Citations de Jean Guéhenno (179)
Ce n'est qu'assez tard que j'ai enfin jugé dérisoire ce conflit de vanités de tant d'hommes qui marchent sur le même trottoir de la même grand'rue, surveillant qui ils salueront, qui les saluera, à qui ils laisseront le haut du pavé, qui le leur laissera, et, qu'ils aient reçu ou donné plus ou moins de saluts, s'en vont tous, sans y penser, du même pas, à ce même petit cimetière, là-bas, au bout du faubourg, si tranquille entre ses ifs et ses cyprès.
On ne saurait dire si c'était son goût de ce qui était rare qui lui avait donné celui de la justice, ou bien l'inverse.
Il Ya au fond de tous les hommes un impérialisme affreux qui ne cède que quand il est vaincu .
Chacun n'est que ce que ce que tous les autres lui permettent d'être.
La maladie des intellectuels, des artistes et des savants est d'être trop enclins à croire que les questions sont résolues quand elles sont posées, et les révolutions accomplies quand ils les ont définies.
Faire carrière, c'est vieillir en compagnie des hommes de sa génération et s'accorder avec les vieillards qu'ils deviennent, comme on s'est accordé avec les jeunes gens qu'ils ont été.
Le monde n'était pas plus grand que nos pensées, et pas plus que le fils de Clinias nous ne savions ce qu'est la mort.
Chacun sécrète la soie de sa misère.
on est libre ou esclave à la mesure de son âme.
Il y a des centaines d'hommes de lettres, mais cela ne fait pas nécessairement beaucoup d'écrivains.
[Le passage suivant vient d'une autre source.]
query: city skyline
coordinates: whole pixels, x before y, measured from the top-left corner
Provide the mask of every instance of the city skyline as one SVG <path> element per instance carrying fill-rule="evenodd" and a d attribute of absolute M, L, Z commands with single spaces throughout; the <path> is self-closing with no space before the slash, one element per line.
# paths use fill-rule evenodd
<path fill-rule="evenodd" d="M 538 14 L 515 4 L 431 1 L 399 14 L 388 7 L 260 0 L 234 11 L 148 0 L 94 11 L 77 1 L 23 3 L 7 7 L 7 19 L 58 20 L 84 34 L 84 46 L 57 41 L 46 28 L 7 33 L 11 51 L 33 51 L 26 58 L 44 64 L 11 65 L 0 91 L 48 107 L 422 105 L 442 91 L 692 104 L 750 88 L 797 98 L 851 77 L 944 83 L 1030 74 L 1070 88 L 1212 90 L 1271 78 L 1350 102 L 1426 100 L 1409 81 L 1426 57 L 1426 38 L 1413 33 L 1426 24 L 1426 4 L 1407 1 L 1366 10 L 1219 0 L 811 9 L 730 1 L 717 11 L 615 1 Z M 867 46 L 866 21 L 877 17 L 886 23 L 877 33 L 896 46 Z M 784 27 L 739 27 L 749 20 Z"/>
Qui parle à besoin du regard des autres pour être sûr qu'on l'entend.
Pour écrire, il faut d'abord être.
J'ai vu des riches jouer au pauvre, et cela ne m'a jamais paru qu'une sadique dérision. Il ne suffit pas d'aller coucher huit jours dans une chambre de bonne en prenant soin d'emporter des couvertures pour savoir ce qu'est la servitude.
L’amour est cette merveilleuse chance qu’un autre vous aime encore quand vous ne pouvez plus vous aimer vous-même.
Péguy, quand il fut tué en 1914, était à la veille d'être mis à l'index. Tout ce qui "pense bien" en parle aujourd'hui comme d'une sorte de saint. L'église est merveilleusement habile à tirer parti de la gloire temporaire de ses fils. Elle a condamné Pascal, mais, Pascal ayant décidément réussi dans le monde, il faut que ce succès tourne à la plus grande gloire de Dieu. Nul désormais ne parle plus tendrement de Pascal qu'un Jésuite. On canonise morts les hommes qu'on a persécuté vivants.
“Un livre est un outil de liberté.”
Peu d'hommes sont capables du naturel. On écrit, on parle le plus souvent plus haut qu'on ne pense.
On se donne comme on peut une existence, une durée, une sorte de gloire, une garantie contre la mort.
On pense d'autant moins aux autres qu'on est dans une plus grande sécurité.
Tout commence avec la sécurité que donne quelque argent, quelque surplus. Un peu plus d'argent encore et l'on est "à son aise". C'est un grand bonheur dans l'instant qui passe et qui détruit tout souvenir. On oublie avec délices, ou, si l'on se souvient, ce n'est que pour mesurer assez fièrement les merveilleux progrès qu'on a faits et comme s'est éloignée la misère. On ne manque pas de s'en attribuer tout le mérite. "Parvenu". Vient le contentement et la vanité. On est prêt à penser qu'il faut être un peu fainéant pour demeurer pauvre.